Fi, Çi, Pi üçlemesinin ikinci kitabı olan Çi'de psikolog Can Manay ve
etrafındaki karakterlerin hikayesi kaldığı yerden devam ediyor. "İyi bir
hikaye asıl bittiğinde başlar" mesajıyla yayına çıkan bu kitap aslına
bakılırsa Fi'de zaten pek bitmemişti. O nedenle Çi, Fi'nin yarım
bıraktığı yerden devam ediyor. Zaten benim anladığım bu bir üçleme
değil. Yazarın kelimede bonkör olduğu bir romanın üçe bölünmüş hali.

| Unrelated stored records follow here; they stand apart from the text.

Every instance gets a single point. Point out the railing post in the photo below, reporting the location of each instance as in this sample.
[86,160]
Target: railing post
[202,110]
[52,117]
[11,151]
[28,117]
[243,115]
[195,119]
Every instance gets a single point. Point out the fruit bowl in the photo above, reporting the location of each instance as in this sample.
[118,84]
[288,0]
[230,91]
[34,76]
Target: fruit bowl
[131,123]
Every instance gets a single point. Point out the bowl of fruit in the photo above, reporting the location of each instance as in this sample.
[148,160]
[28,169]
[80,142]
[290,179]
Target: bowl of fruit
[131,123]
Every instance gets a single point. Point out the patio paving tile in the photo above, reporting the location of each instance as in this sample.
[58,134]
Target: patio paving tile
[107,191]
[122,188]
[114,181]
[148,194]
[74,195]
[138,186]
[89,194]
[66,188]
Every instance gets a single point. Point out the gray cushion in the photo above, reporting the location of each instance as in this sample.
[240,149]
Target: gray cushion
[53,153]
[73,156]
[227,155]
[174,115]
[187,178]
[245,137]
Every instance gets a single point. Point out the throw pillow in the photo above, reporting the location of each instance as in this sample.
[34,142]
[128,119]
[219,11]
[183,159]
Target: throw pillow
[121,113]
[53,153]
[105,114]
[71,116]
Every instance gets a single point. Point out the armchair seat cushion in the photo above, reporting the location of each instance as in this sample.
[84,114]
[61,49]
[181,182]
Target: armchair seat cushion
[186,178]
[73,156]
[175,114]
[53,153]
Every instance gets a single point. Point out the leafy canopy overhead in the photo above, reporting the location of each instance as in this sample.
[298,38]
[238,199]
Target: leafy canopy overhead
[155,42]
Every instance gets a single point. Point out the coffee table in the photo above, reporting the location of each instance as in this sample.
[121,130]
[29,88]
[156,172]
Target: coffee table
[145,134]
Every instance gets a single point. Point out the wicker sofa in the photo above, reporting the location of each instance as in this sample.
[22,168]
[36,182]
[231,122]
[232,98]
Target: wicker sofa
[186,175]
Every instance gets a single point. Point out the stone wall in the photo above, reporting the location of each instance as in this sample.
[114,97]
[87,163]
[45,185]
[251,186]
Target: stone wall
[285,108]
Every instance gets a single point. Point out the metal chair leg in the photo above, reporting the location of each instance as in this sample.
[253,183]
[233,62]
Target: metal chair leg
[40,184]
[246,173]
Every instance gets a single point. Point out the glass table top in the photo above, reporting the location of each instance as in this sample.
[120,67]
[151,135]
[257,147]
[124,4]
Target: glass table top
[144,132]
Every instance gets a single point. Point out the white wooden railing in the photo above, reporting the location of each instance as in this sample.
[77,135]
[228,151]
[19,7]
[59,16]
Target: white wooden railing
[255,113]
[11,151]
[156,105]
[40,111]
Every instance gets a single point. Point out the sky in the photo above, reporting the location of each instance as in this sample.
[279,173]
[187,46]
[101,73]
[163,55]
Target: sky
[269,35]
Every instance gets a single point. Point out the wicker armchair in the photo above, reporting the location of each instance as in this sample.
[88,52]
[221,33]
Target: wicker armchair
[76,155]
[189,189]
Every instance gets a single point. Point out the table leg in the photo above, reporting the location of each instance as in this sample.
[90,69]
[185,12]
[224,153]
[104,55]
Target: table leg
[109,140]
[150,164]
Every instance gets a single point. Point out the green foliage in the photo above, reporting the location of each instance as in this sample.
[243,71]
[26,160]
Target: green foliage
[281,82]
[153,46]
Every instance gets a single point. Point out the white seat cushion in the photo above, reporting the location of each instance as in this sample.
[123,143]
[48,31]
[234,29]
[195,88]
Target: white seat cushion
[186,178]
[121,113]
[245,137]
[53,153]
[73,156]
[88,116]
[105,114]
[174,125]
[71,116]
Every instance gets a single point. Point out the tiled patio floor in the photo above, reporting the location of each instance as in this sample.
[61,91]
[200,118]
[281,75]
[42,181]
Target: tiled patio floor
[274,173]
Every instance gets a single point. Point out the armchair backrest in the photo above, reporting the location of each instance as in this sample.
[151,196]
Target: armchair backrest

Karakterleri tanıtan, yazarın sevdiği usulle her kişiyi bir tohuma benzetirsek, her tohumun içindeki potansiyele büyüteç tutan bir kitaptı Fi. Çi'de hedeflenen bu tohumların kendi potansiyellerini keşfettikleri, çatladıkları ve varlıklarını görünür kılma yolunda ilk adımı attıkları bir kitap.

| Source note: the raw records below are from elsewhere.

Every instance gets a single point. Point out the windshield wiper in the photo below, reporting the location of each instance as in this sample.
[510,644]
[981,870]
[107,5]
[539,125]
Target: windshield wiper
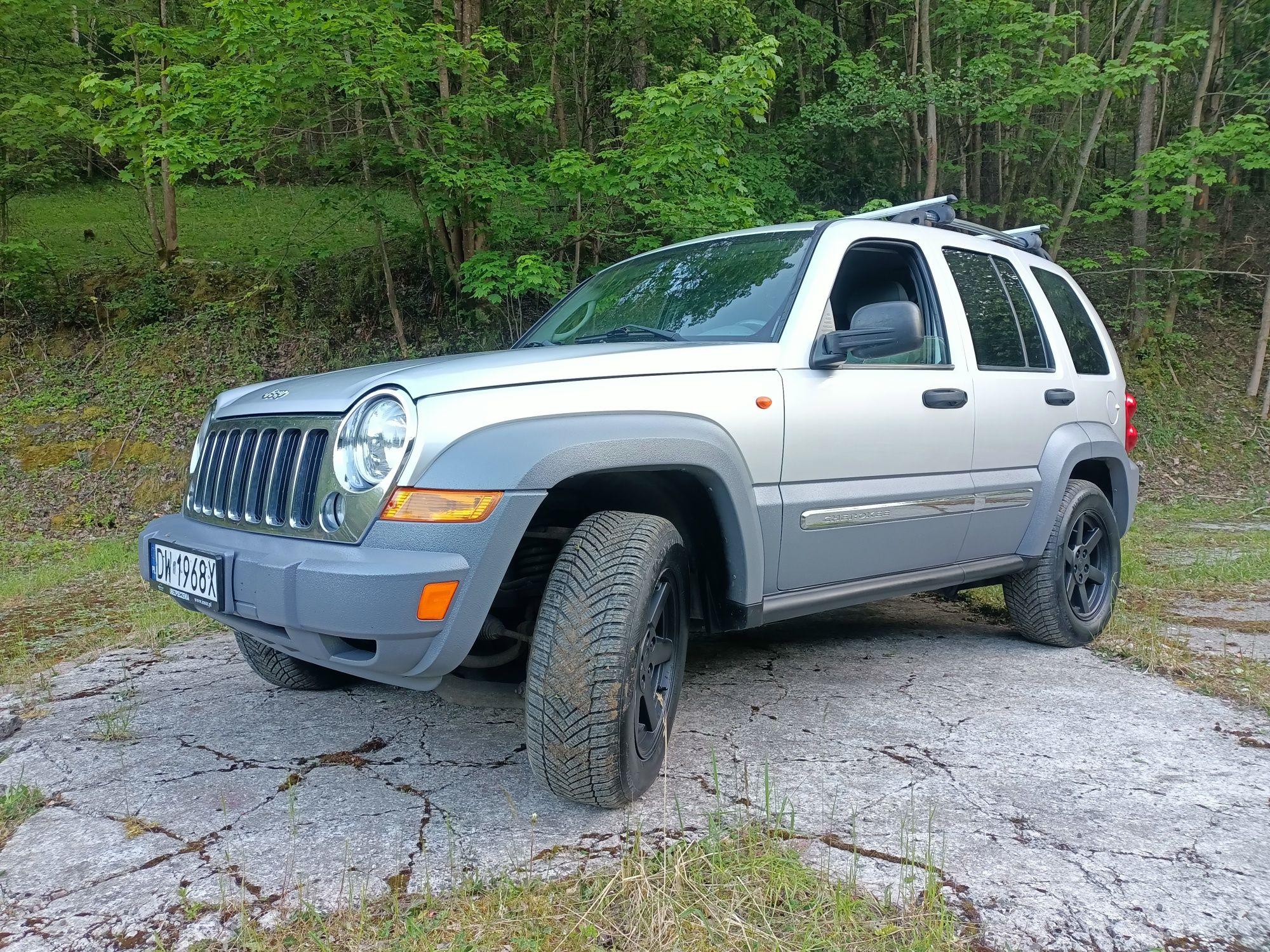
[628,331]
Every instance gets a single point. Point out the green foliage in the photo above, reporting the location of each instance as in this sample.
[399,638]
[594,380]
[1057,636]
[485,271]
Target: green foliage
[37,115]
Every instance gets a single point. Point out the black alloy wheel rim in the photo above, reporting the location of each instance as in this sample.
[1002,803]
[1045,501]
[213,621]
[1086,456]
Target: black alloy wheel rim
[1088,565]
[656,676]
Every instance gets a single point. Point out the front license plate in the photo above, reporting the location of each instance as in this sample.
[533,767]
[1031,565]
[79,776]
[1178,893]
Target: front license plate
[187,576]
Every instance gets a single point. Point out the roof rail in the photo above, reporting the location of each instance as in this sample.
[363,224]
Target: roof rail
[940,213]
[914,213]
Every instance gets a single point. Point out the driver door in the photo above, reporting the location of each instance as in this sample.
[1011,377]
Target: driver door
[878,453]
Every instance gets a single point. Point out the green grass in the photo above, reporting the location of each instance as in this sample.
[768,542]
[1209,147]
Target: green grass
[229,224]
[1166,558]
[17,804]
[65,600]
[746,888]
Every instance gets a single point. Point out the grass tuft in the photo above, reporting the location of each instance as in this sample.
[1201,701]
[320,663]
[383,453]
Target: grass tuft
[65,600]
[17,804]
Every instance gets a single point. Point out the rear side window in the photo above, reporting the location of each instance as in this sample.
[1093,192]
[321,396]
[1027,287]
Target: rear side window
[1083,340]
[1004,324]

Fi'de beni kızdıran yazım hatalarına bu kitapta çok fazla rastlamadım ya da benim dikkatimi çekecek boyutta değildi.
Fi'nin sonlarına doğru giderek artan karakter tutarsızlıkları ne yazık ki bu kitapta da devam etti. Bazı karakterlerin neyi niye yaptıklarını anlamak zor oldu. Karakterler arasında en çok Özge'yi sevdim ancak bu kitapta Özge gibi adalet peşinde koşan bir karakterin bilmediği ve başka yan karakterlerle konuşarak öğrendiği hayatın gerçekleri (?) beni oldukça şaşırttı. Şaşırdığım şey şu; her şeyin bu kadar farkında olan, dünyadaki adaletsizlikten yakınarak savaş açmaya kararlı olan bu karakter, bu acımasız sistemin nasıl işlediğini bu zamana kadar çözememiş mi?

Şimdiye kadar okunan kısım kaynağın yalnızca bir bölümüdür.